Ben müziğe geç başladım. 18 yaşına kadar müzikle alakam yoktu. Dolayısıyla her şeyi geç öğrendim ve her tür şeyi öğrenmek istedim. “Büyüdüğümde Paul McCartney olacağım. Her enstrümanı çalacağım” derken opera sanatçısı oldum. Özel yetenek bursuyla Milano Verdi Konservatuarı’na girdim. Avrupa’da ve İstanbul’da opera kariyeri yaptım. Bir süre sonra sıkıldım ve 2005’te operayı bıraktım. Ardından ilk Redd albümü çıktı. Yani aslında müziğe tek başıma başladım. Takım çalışmasını çok sevdiğim için ortaya Redd çıktı. Müziğin birçok disiplininde kendimi geliştirdim. Klasik müzik eğitimi aldım, rock müzik yaptım, DJ’lik yaptım, elektronik müzikle yan yana durdum.
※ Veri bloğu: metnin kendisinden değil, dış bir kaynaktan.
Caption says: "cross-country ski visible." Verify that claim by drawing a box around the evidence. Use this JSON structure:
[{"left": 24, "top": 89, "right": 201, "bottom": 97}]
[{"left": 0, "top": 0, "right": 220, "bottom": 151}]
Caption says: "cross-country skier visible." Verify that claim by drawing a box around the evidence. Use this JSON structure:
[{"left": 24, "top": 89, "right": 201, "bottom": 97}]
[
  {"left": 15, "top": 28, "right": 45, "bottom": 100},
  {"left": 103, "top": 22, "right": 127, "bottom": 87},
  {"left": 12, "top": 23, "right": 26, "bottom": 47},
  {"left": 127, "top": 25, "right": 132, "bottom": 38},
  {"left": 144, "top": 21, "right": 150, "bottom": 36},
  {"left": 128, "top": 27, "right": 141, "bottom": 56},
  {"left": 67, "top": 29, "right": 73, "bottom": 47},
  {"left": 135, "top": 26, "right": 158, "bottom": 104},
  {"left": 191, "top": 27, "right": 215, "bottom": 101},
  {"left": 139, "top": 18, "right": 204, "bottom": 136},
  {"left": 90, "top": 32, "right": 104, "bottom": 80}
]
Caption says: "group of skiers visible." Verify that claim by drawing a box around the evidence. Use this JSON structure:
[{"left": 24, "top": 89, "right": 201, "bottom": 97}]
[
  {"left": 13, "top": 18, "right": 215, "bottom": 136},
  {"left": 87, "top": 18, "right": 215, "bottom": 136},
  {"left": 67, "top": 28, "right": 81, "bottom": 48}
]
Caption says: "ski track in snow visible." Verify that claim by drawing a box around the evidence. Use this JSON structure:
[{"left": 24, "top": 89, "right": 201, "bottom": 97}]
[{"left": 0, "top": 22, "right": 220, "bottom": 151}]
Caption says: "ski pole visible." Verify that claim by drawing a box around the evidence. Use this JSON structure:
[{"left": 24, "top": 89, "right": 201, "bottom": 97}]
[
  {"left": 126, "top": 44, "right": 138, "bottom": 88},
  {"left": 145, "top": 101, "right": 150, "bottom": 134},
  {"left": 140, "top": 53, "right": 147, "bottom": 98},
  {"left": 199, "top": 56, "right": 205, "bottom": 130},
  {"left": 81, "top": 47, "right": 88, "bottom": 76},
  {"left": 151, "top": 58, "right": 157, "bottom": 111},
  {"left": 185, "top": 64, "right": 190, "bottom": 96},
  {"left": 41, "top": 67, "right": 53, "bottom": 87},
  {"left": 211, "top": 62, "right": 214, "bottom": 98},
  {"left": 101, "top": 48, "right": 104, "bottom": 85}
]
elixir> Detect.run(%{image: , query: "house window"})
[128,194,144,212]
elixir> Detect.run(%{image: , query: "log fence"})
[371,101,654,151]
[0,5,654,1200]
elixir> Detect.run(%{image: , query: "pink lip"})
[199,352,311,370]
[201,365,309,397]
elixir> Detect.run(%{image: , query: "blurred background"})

Artık 46 yaşındayım, böyle bir albüme hazırdım. Sadece bir boşluk bekliyordum.
‘Epoch’taki 11 şarkıyı sırayla dinleyince ortaya bir hikaye çıkıyor. Bir aşk acısı... Ki sözleri itibariyle ‘Epoch’, Redd’in önceki albümleri ‘Mükemmel Boşluk’ ve ‘Yersiz Göksüz Zamanlar’la benzerlik taşıyor. Onların da sözleri sana ait yani bitmeyen bir aşk acısı içindesin gibi hissediyorum ben!
Ben buna aşk acısı yerine, his boşluğu diyorum. Bir döneme duyduğum özlem de olabilir. Bu bir aşksızlık ya da geçmişte yaşanmış bir aşkı özlemek değil. Tamamen kendimle alakalı bir şey. Ben, aşkın insanın kendi kafasındaki çarpanlarla bölüp büyüttüğü, küçülttüğü bir şey olduğunu düşünüyorum. İster topla ister çıkar sonuçta eşitliğin karşısında sen varsın. Seni neyin eksilteceğini ya da artıracağını bilemiyorsun.
ÜRETMEMİ SAĞLAYAN ACIYA TEŞEKKÜR EDİYORUM
“Kaybettiklerim yıldızlarda yaşıyor” derken neden bahsediyorsun?
Sadece ölen insanlardan bahsetmiyorum. Ölen duygulardan da bahsediyorum. Ama bu kadar üretmemi sağladığı için senin ‘acı’ diye nitelediğin o duyguya da teşekkür ediyorum. Bu duygu durumu bu albümle bitiyor. Redd’in bir sonraki albümü çok canlı, toplumsal ve eleştirel bir albüm olacak ama bu albüm daha nahif, lirik ve duygusal.
‘Epoch’u müzikal olarak nasıl tanımlıyorsun?
Çok katmanlı melodileri seviyorum. Bu da çok fazla melodinin dans ettiği bir albüm... Önemli olan melodileri birleştirip bir armoni sağlamaktır, yaşamda olduğu gibi... Klasik müzik eğitimim de armoniyi sağlamam konusunda etkili oldu. Zaten iyi bir şarkıcıyım, sesini çok iyi kullanan biriyim, büyük bir sesim var. Redd’de şarkıcılığımı çok göstermedim, belki bir sonraki Redd albümünde gösteririm.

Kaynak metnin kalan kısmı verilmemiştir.